The same software also can monitor GHG emissions in real time. That would give operators time to adjust their operating parameters if they are behind in PUC mandated GHG reduction targets, McCormick said.
"There is a balance that has to be struck to make sure the requirements aren't so onerous they don't create delays for customers."
Director of public policy, Sunrun
Under the PUC proposal, commercial storage projects would be under a performance based incentive with annual checks on performance. The first 40% of the incentive would be paid to operators upfront. The remaining 60% would be paid over five years, but the incentive would be reduced if a facility failed to reduce GHGs by 25 kilograms of carbon dioxide per rated energy capacity of the system. After five years, compliance with GHG performance would be done on a fleet basis, according to the PUC proposal.
The proposal also calls for operators whose fleets are found to increase GHGs to be temporarily suspended from submitting new applications for the incentive program. And operators could be required to purchase revenue-grade meters at a cost of about $2000 per project.
As with commercial storage projects, the PUC proposal calls for ending the RTE requirement for residential storage projects. Instead, residential storage projects would be required to enroll in a time-varying rate with peak starting at or after 4 p.m., pair with and charge at least 75% from a solar system, and to have a single-cycle RTE of at least 85%.
While many parties seem to agree about the value of using a GHG signal, some in industry are concerned about some of the other details of the PUC proposal.
"Broadly speaking, we don't want to be increasing GHGs," Melicia Charles, director of public policy at Sunrun, told Utility Dive. "There is a balance that has to be struck to make sure the requirements aren't so onerous they don't create delays for customers."
Sunrun is still examining the PUC's proposal, Charles said, but one of the issues the company is looking at is whether reporting of performance targets should be done on an individual or aggregated basis. "There is value in looking at the aggregated performance," she said, noting that an aggregated approach gives individual customers more flexibility in how they use their systems.
"There is a risk that the SGIP will face further slowdowns if industry and finance can't easily calculate their impacts to the customer."
Senior manager of regulatory affairs, Stem
That approach is seconded by Stem, which develops energy storage projects for commercial and industrial customers.
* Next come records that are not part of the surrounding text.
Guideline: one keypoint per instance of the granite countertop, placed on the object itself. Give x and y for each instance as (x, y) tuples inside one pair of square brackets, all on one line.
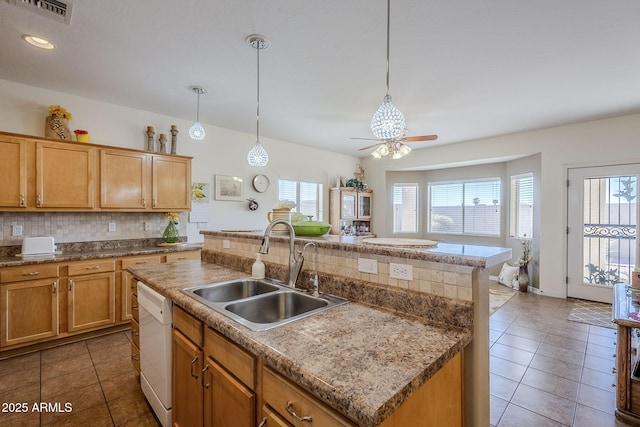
[(362, 360), (450, 253), (85, 251)]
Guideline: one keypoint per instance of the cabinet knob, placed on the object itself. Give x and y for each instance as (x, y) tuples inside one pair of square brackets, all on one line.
[(305, 418)]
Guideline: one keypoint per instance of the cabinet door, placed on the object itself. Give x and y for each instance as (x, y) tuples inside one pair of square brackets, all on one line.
[(127, 287), (91, 301), (348, 204), (29, 311), (13, 173), (65, 175), (187, 404), (124, 179), (171, 184), (228, 402), (364, 205)]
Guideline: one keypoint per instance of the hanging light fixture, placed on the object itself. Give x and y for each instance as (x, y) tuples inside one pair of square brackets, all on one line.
[(387, 122), (258, 156), (196, 131)]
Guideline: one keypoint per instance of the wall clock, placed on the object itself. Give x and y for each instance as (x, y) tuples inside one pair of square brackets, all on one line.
[(260, 183)]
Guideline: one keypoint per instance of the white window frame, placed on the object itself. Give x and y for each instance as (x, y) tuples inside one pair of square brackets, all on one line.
[(516, 196), (395, 219), (319, 213), (498, 195)]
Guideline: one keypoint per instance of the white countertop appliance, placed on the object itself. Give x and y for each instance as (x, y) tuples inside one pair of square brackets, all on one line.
[(155, 351)]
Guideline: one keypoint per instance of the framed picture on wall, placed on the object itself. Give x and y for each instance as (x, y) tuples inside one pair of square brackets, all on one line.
[(229, 188)]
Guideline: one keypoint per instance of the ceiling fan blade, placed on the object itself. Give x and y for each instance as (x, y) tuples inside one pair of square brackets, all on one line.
[(367, 147), (419, 138), (366, 139)]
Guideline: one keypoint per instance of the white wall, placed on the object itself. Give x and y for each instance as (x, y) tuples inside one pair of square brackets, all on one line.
[(608, 141), (23, 110)]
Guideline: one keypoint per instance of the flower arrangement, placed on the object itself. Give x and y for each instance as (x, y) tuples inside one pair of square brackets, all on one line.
[(56, 110), (171, 216), (525, 258), (284, 204)]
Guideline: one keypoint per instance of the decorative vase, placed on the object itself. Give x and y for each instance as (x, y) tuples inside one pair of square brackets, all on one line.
[(170, 234), (57, 127), (523, 278)]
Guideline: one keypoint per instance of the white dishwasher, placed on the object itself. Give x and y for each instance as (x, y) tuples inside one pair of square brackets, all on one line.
[(155, 351)]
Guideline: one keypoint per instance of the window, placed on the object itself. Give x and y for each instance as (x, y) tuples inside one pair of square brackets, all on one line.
[(405, 208), (521, 206), (306, 195), (465, 207)]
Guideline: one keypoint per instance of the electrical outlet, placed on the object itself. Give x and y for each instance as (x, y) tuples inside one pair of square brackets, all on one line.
[(366, 265), (401, 271)]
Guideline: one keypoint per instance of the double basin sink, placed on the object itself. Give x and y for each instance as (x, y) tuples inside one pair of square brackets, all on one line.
[(260, 304)]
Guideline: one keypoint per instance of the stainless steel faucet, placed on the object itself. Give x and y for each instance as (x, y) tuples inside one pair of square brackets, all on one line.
[(264, 249)]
From Stem's perspective, the PUC should preserve customers' ability to use energy storage for many uses, such as wholesale market contributions during heat waves or distribution infrastructure deferral, rather than simple energy arbitrage.
"We would like to see reasonable, flexible options for compliance that can accommodate these nascent but successful business models until the Commission can design electric rates that will give the appropriate GHG signal and incentive for emissions-reducing storage operations," Jim Baak, senior manager of regulatory affairs at Stem, told Utility Dive via email.
Customers' load shapes vary widely and, he added, SGIP projects have "a very tiny impact on GHG emissions, less than a small fraction of a percent of GHG emissions in California," he said.
For reference, in 2016, non-residential SGIP projects increased GHG emissions by 726 metric tons of carbon dioxide, according to the Itron report. That same year, routine GHG-emitting activities statewide totaled 429 million metric tons of carbon dioxide.
Meanwhile, until the PUC finalizes the new SGIP rules — not expected until the second or third quarter of 2019 — the SGIP market faces uncertainty. "There is a risk that the SGIP will face further slowdowns if industry and finance can't easily calculate their impacts to the customer," Baak said.